# Design CTP-15 high-resolution tracing of Cerebellin2

by Pu Zheng

2021.10.23

Design loci for Cbln2 and its known enhancers


<a id='top'></a>
# Table of Contents

> 0. [Minimum required packages and settings](#0)
>>
>> 0.1: [load required packages](#0.1)
>>
>> 0.2: [required parameters for library](#0.2)
>
>1. [Extract region sequences](#1)
>>
>>1.1 [load gene list](#1.1)
>>
>>1.2 [load gene TSS sequences](#1.2)
>
>2. [Design a sequential tracing encoding scheme](#2)
>>
>>2.1 [generate gene_2_readout](#2.1)
>
>3. [Design targeting sequences](#3)
>>
>>3.1 [Construct count table with all the 17-mers in the genome](#3.1)
>>
>>3.2 [Design probes targeting sequences by pb_designer](#3.2)
>>
>>3.3 [Summarize into pb_dict](#3.3)
>
>4. [Assemble probes](#4)
>>
>>4.1 [Load region_2_readouts](#4.1)
>>
>>4.2 [Load primers and readouts](#4.2)
>>
>>4.3 [Assemble probes](#4.3)
>
>5. [Check probe quality](#5)
>>
>>5.1 [Basic quality_checks](#5.1)
>>
>>5.2 [Blast screening](#5.2)
>>
>>5.3 [Reload saved probes and check length](#5.3)


<a id='0'></a>
# 0. Minimum required packages and parameters


[back to top](#top)

<a id='0.1'></a>
## 0.1 load required packages

[back to top](#top)

In [3]:
%run "..\..\Startup_py3.py"
sys.path.append(r"..\..\..\..\Documents")

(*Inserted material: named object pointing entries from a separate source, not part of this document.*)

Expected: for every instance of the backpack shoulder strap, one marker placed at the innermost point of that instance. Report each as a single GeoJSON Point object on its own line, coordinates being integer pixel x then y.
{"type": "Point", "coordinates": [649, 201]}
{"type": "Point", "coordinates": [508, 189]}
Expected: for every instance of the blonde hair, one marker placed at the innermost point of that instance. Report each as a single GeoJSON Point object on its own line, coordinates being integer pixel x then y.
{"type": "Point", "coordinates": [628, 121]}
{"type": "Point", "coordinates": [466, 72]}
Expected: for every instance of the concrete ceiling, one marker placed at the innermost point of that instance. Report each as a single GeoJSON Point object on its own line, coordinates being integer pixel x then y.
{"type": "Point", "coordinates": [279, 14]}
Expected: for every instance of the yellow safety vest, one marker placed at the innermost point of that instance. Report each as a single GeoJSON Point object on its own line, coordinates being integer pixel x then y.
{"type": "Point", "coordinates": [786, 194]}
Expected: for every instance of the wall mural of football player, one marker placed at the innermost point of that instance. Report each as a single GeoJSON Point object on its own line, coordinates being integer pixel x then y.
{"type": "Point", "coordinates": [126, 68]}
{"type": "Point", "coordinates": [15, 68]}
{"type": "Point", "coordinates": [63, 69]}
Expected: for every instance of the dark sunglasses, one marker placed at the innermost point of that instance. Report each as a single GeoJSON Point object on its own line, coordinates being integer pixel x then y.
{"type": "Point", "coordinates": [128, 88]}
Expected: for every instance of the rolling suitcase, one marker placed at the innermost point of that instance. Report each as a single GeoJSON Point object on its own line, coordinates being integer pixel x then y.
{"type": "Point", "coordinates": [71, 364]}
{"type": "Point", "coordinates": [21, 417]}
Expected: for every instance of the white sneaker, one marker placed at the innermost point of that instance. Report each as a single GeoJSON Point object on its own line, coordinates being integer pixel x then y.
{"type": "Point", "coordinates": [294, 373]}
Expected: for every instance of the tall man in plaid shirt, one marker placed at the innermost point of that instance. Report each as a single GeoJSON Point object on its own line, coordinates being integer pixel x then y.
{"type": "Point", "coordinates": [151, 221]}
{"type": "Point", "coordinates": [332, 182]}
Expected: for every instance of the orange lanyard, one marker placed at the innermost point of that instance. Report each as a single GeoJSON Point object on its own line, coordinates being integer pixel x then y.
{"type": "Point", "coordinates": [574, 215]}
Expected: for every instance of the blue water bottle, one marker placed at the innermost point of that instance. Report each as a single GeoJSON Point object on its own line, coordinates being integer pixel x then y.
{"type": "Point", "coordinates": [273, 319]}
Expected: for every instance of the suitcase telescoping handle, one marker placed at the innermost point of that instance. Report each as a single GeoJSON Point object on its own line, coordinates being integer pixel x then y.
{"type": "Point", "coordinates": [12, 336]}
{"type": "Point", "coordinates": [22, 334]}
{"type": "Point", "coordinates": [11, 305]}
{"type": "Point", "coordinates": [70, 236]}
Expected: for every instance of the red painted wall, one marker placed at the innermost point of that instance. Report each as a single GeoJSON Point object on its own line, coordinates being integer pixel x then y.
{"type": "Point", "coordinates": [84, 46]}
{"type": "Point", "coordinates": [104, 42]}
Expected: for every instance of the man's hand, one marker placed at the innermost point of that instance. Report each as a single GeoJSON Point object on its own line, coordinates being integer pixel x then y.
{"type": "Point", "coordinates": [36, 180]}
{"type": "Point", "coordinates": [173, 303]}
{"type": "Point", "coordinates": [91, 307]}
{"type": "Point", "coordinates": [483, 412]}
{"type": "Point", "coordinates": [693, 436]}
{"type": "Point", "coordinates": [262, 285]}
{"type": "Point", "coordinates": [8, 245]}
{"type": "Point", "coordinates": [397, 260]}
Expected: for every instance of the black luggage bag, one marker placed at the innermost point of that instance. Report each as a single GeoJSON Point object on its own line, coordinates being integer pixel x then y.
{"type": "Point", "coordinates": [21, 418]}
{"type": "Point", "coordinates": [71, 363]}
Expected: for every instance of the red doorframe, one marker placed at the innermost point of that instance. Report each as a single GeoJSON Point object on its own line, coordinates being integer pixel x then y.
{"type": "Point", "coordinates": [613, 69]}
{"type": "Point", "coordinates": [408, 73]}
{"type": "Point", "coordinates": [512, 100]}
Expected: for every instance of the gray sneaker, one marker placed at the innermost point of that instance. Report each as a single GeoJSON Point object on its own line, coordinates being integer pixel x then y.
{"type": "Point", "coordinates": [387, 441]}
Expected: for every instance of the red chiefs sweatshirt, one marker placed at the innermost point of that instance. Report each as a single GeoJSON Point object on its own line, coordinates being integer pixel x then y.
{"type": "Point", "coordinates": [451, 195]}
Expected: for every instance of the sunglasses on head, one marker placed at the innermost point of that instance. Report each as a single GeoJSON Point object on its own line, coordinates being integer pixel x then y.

import ImageAnalysis3 as ia
%matplotlib notebook

from ImageAnalysis3 import *
print(os.getpid())

# library design specific tools
from ImageAnalysis3.library_tools import LibraryDesigner as ld
from ImageAnalysis3.library_tools import LibraryTools as lt
# biopython imports
from Bio import SeqIO
from Bio.Seq import Seq
from Bio.SeqRecord import SeqRecord
from Bio.Blast.Applications import NcbiblastnCommandline
from Bio.Blast import NCBIXML

34976


<a id='0.2'></a>
## 0.2 required parameters for library

[back to top](#top)

In [54]:
## Some folders
# NEW mouse genome
genome_assembly = 'GRCm39'
reference_folder = os.path.join(r'\\10.245.74.212\Chromatin_NAS_2\Chromatin_Libraries\Genomes\mouse', f'{genome_assembly}_ensembl')
genome_folder = os.path.join(reference_folder, 'Genome')
# Library directories
pool_folder = r'\\10.245.74.212\Chromatin_NAS_2\Chromatin_Libraries\CTP-15_MeCP2_genes'

In [6]:
resolution = 1000
flanking = 5000

print(f"resolution: {resolution}, flanking size: {flanking}")
# folder for sub-pool
library_folder = os.path.join(pool_folder, f'Cbln2')
if not os.path.exists(library_folder):
    print(f"create library folder: {library_folder}")
    os.makedirs(library_folder)
# folder for fasta sequences
sequence_folder = os.path.join(library_folder, 'sequences')
if not os.path.exists(sequence_folder):
    print(f"create sequence folder: {sequence_folder}")
    os.makedirs(sequence_folder)
# folder to save result probes
report_folder = os.path.join(library_folder, 'reports')
if not os.path.exists(report_folder):
    print(f"create report folder: {report_folder}")
    os.makedirs(report_folder)
    
print(f"-- library_folder: {library_folder}")
print(f"-- sequence_folder: {sequence_folder}")
print(f"-- report_folder: {report_folder}")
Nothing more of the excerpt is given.